Testing with Apache JMeter (with Redis and Nginx)

  • 300-500 concurrent requests without crashing.
  • More requests will crash one of the server.

Testing with Apache JMeter (without Redis and Nginx)

  • 100-200 concurrent requests without crashing.

🥲
Don’t trust my metrics. I wish I stored some screenshots.

and based on the results above, the performance did improve! Yay!

Image in a image block

Realization 2

But wait.. do I realllllyy need all these caching and load-balancing stuff for a simple website that fetches and displays timetable data. And moreover we have a running cost of $12.00 per month.

So back to… can we have a solution to this? Can we run it with zero cost?

Realization 2 Solution

My solution to this, is to host the timetable data inside my Github repo instead of hosting my own API. and using Vercel.

Yes, that is the best solution I guess.

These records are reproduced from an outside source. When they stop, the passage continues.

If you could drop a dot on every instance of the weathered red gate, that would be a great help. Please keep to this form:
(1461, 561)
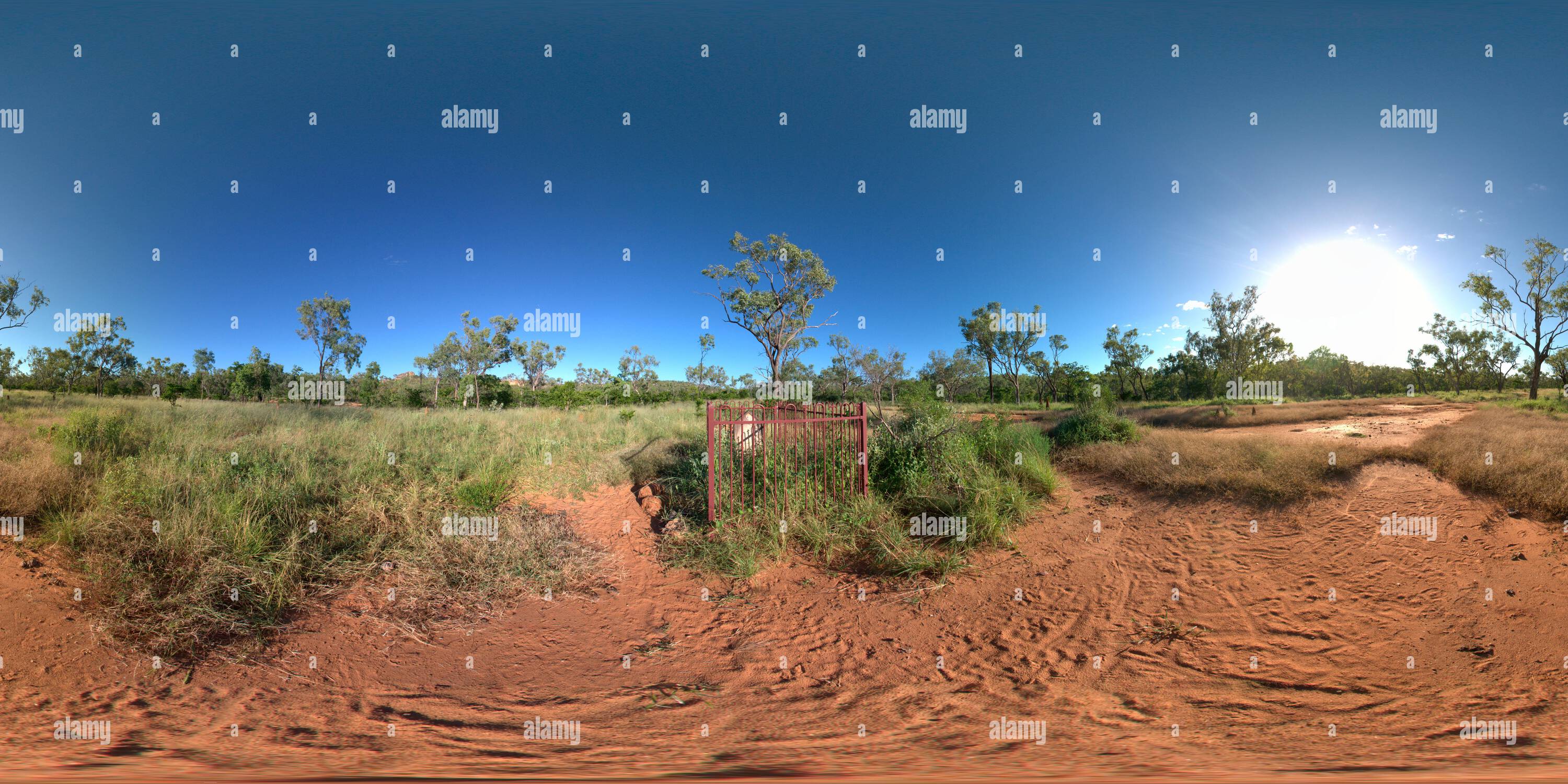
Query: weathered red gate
(763, 458)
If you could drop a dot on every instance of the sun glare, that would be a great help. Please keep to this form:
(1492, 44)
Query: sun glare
(1351, 295)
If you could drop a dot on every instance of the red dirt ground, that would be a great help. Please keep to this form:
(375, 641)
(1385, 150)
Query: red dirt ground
(788, 670)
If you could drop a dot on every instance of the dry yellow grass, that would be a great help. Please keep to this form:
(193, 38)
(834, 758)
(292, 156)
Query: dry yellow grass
(1249, 414)
(1253, 469)
(1515, 455)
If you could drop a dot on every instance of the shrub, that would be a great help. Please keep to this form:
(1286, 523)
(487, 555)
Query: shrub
(99, 435)
(1093, 422)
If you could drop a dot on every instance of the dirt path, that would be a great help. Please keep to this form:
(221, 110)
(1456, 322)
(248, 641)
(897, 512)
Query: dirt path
(786, 672)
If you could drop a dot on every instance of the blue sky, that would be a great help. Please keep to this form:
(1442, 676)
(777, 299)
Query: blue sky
(717, 120)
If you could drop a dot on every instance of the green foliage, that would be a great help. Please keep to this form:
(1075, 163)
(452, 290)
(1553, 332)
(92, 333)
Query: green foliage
(988, 472)
(99, 435)
(1092, 422)
(483, 494)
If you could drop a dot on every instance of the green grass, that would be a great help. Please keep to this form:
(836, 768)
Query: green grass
(927, 462)
(195, 523)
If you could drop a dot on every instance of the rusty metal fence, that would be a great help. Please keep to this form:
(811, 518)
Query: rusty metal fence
(769, 458)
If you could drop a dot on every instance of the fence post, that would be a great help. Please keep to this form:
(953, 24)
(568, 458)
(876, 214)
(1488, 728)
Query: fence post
(712, 463)
(864, 469)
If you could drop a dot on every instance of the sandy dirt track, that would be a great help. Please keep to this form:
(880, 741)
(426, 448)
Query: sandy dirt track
(785, 672)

Everything will be relied on and fetched from the Github and Vercel server. I don’t have to think about having too many requests or users.

The next thing I did was, I created a scraper script to check if there is changes in timetable data in the original UNISEL eTimetable website, do updates, scrape the data and upload it to my Github Repo.

And then, put the script inside both of my free Cloud Oracle Instances, running with cron every 5 minutes.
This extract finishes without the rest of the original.